2. The polarizability of helium ($\alpha/(4\pi\epsilon_0) = 0.205\,\text{\AA}^3$) is much smaller than that of hydrogen ($0.667\,\text{\AA}^3$), despite helium having two electrons. Explain why in terms of energy level spacing and wavefunction size.

3. In strong electric fields, the hydrogen atom eventually ionizes — the electron tunnels through the potential barrier created by the combined Coulomb and electric field. This ionization rate is proportional to $e^{-c/\mathcal{E}}$ for some constant $c$. Is this effect perturbative or non-perturbative?
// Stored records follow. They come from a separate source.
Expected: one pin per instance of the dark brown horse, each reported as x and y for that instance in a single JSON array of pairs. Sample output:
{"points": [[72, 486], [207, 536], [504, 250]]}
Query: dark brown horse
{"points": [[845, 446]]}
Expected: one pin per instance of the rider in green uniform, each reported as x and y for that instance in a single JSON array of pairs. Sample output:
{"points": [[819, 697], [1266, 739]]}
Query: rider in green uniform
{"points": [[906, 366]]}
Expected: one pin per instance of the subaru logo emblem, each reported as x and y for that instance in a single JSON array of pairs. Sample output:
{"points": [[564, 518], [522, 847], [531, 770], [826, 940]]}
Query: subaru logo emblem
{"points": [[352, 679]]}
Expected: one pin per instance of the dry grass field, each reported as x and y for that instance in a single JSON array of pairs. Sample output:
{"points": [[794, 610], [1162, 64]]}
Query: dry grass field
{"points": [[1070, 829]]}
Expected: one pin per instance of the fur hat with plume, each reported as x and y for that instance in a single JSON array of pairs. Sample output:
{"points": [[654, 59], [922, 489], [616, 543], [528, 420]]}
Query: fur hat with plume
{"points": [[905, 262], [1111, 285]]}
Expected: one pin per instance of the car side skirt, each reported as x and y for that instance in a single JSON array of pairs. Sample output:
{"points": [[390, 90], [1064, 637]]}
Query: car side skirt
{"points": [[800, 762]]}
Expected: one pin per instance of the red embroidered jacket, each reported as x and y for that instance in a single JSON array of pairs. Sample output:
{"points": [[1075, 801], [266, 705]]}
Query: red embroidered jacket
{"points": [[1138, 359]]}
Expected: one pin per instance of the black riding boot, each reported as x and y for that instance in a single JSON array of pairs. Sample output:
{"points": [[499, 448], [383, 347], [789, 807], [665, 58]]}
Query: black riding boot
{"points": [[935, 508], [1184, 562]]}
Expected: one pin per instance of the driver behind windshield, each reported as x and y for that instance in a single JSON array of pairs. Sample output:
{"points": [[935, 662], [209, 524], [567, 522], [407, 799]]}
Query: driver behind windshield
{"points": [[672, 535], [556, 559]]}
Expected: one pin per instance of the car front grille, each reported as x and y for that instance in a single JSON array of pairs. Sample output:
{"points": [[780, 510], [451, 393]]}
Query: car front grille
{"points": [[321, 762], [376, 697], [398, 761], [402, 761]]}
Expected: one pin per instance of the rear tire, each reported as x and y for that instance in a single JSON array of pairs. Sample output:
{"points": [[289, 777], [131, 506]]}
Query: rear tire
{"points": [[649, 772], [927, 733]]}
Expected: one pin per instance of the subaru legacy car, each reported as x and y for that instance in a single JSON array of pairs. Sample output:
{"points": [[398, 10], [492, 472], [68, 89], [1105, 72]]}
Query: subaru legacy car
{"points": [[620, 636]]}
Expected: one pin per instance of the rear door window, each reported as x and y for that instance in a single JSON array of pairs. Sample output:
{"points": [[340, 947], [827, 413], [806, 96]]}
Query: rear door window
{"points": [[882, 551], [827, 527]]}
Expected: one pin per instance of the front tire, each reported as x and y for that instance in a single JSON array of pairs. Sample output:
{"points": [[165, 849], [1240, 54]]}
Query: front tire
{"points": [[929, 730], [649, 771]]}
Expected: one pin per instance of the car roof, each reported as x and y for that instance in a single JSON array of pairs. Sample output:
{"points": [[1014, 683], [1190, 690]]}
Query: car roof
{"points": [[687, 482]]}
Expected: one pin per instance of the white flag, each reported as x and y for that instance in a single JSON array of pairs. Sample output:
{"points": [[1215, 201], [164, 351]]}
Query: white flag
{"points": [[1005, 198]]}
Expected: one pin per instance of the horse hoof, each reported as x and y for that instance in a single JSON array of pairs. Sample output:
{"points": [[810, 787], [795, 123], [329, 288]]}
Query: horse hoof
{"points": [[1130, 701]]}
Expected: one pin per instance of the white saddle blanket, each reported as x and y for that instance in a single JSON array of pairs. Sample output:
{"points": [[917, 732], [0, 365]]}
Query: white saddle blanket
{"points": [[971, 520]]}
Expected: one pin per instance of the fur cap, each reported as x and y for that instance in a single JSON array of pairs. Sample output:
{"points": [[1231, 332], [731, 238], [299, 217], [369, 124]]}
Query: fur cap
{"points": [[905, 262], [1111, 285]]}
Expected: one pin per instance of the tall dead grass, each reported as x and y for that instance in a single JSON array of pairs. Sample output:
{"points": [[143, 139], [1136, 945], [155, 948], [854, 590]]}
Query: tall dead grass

Can any order of perturbation theory capture it?

Key Takeaways

• The Stark effect for the hydrogen ground state is quadratic ($\propto \mathcal{E}^2$) because parity symmetry forbids a first-order correction.
• The energy shift is characterized by the polarizability $\alpha$, which measures how easily the electron cloud is distorted.
• The perturbative result agrees with experiment to better than $0.2\%$, validating the method.
• For degenerate excited states, the Stark effect becomes linear ($\propto \mathcal{E}$) — a fundamentally different regime requiring degenerate perturbation theory (Chapter 18).
• Non-perturbative effects (field ionization) lie beyond the reach of any finite-order perturbation calculation.